$62 million in royalties, energy taxes distributed
Local governments will see about $8 million more in severance tax and federal mineral lease payments this year, indicating the state’s energy industry is seeing improvements, according to the Colorado Department of Local Affairs.
More than 500 counties, local governments and school districts will share in about $62 million in direct distributions from increased production during the 2012 fiscal year, which ended June 1.
The money is paid out to all local governments based on the impact the oil and gas and mining industries have on them.
That means communities, such as Mesa and Garfield counties, that have the most industry workers, mines, well permits and industry production see higher distributions.
“We are glad to see more energy impact funds distributed this year to local communities,” Gov.
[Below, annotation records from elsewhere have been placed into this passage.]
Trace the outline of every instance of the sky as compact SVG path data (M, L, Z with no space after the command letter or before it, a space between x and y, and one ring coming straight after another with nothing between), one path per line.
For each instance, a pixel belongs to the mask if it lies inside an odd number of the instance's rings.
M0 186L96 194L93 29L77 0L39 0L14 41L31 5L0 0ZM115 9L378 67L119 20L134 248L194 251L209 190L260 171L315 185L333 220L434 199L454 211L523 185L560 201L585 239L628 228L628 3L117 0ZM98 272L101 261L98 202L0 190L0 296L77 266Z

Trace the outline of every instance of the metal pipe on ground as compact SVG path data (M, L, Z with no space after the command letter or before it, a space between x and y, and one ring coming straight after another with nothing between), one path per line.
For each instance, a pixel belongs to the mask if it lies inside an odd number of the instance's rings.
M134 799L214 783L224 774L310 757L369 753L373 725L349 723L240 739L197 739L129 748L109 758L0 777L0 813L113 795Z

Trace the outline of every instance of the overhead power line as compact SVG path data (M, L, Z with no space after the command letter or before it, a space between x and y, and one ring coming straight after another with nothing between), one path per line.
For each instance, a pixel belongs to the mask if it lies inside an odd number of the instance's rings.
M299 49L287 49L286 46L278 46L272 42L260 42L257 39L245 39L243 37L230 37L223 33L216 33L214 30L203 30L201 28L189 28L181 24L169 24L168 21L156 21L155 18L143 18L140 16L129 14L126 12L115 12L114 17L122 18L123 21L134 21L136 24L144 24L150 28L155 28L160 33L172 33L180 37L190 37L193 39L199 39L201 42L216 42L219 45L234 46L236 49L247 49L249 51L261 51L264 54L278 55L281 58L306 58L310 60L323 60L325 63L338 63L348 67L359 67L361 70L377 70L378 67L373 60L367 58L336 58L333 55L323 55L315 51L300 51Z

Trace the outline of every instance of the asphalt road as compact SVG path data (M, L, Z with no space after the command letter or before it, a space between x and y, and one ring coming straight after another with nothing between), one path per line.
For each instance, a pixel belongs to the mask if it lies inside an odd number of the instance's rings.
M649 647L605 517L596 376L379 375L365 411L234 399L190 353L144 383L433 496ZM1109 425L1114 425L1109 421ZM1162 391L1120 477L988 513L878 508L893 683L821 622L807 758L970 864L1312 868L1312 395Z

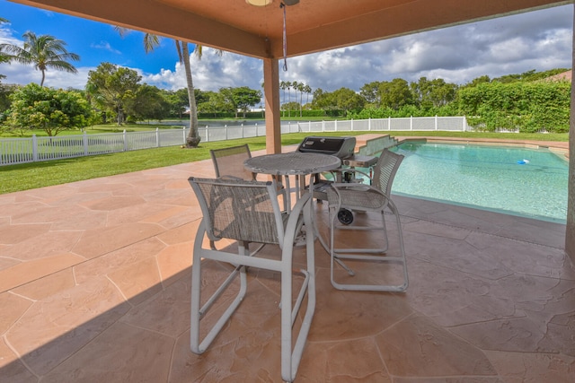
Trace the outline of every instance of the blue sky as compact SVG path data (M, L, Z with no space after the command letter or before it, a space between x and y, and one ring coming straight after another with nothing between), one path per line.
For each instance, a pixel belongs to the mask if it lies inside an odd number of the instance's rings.
M185 87L173 40L162 39L154 52L144 52L143 34L132 31L119 37L111 25L66 16L0 0L0 43L22 44L22 35L32 30L67 43L67 50L81 57L73 63L77 74L48 71L45 84L83 89L88 72L102 62L137 70L142 82L159 88ZM309 84L313 90L332 91L341 87L359 91L365 83L421 76L465 83L487 74L499 77L535 69L571 66L573 5L464 24L410 36L362 44L288 59L288 72L280 79ZM190 46L192 48L193 46ZM197 88L261 89L261 60L232 53L218 57L205 49L201 60L191 57ZM4 83L40 83L41 74L31 66L0 64Z

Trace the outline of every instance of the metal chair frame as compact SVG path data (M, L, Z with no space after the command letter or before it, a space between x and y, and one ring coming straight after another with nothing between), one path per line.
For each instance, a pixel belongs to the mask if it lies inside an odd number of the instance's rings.
M304 280L302 287L292 302L293 243L300 222L312 227L309 196L300 198L291 213L282 213L278 202L275 182L258 182L237 179L208 179L190 178L202 210L203 218L196 234L191 275L190 349L202 353L220 333L232 314L239 307L247 292L246 267L258 267L281 274L281 376L291 382L296 377L303 354L307 334L315 309L315 269L314 236L306 236L306 269L300 270ZM261 196L267 194L263 200ZM257 196L256 200L252 196ZM252 222L255 221L255 222ZM250 222L252 222L252 224ZM238 253L205 248L204 237L210 240L231 239L237 240ZM275 244L281 249L279 259L253 257L247 250L249 242ZM233 272L200 307L202 258L229 263L234 266ZM239 276L240 288L236 297L200 339L200 321L217 300ZM294 336L293 326L297 313L307 293L305 314L298 334Z
M405 249L403 247L403 236L402 232L399 213L394 202L390 198L392 184L395 173L403 159L402 154L397 154L387 149L384 150L374 168L371 185L358 183L333 183L327 190L329 202L329 223L330 223L330 256L331 256L331 280L332 284L339 290L358 290L376 292L404 292L409 284L407 263L405 260ZM344 171L356 171L364 175L360 170L347 169ZM339 213L344 209L350 212L376 212L381 215L380 225L349 224L350 222L338 222ZM394 217L397 231L397 241L399 245L399 257L388 257L385 253L389 248L389 238L385 227L385 212L390 212ZM381 231L385 244L377 248L336 248L335 231ZM402 284L354 284L341 283L334 278L334 262L338 262L348 271L350 275L355 272L348 267L341 259L364 260L368 262L388 262L402 265Z

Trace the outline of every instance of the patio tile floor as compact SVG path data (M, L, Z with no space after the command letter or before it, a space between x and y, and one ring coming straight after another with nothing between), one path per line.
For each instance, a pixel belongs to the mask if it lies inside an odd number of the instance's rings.
M224 332L203 355L190 351L192 175L213 177L211 161L0 196L0 381L280 381L272 274L252 271ZM317 243L296 381L575 381L564 225L394 199L407 292L334 290Z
John Hickenlooper said in a statement. “These funds are an important resource for communities to use in planning for and providing essential public projects and services.”
Severance tax distributions even surpassed those in 2008 before the recession began. Then, the state paid out nearly $25 million to local governments, 8 percent less than this year’s disbursement.
But it was federal mineral lease payments that saw the largest jump in that time. Those payments went from about $7.5 million in 2008, to more than $32 million this year, a 300 percent increase.
FML payments come from oil, gas and mining leases on federal lands. Colorado shares nearly half of the royalty payments from those leases with the federal government.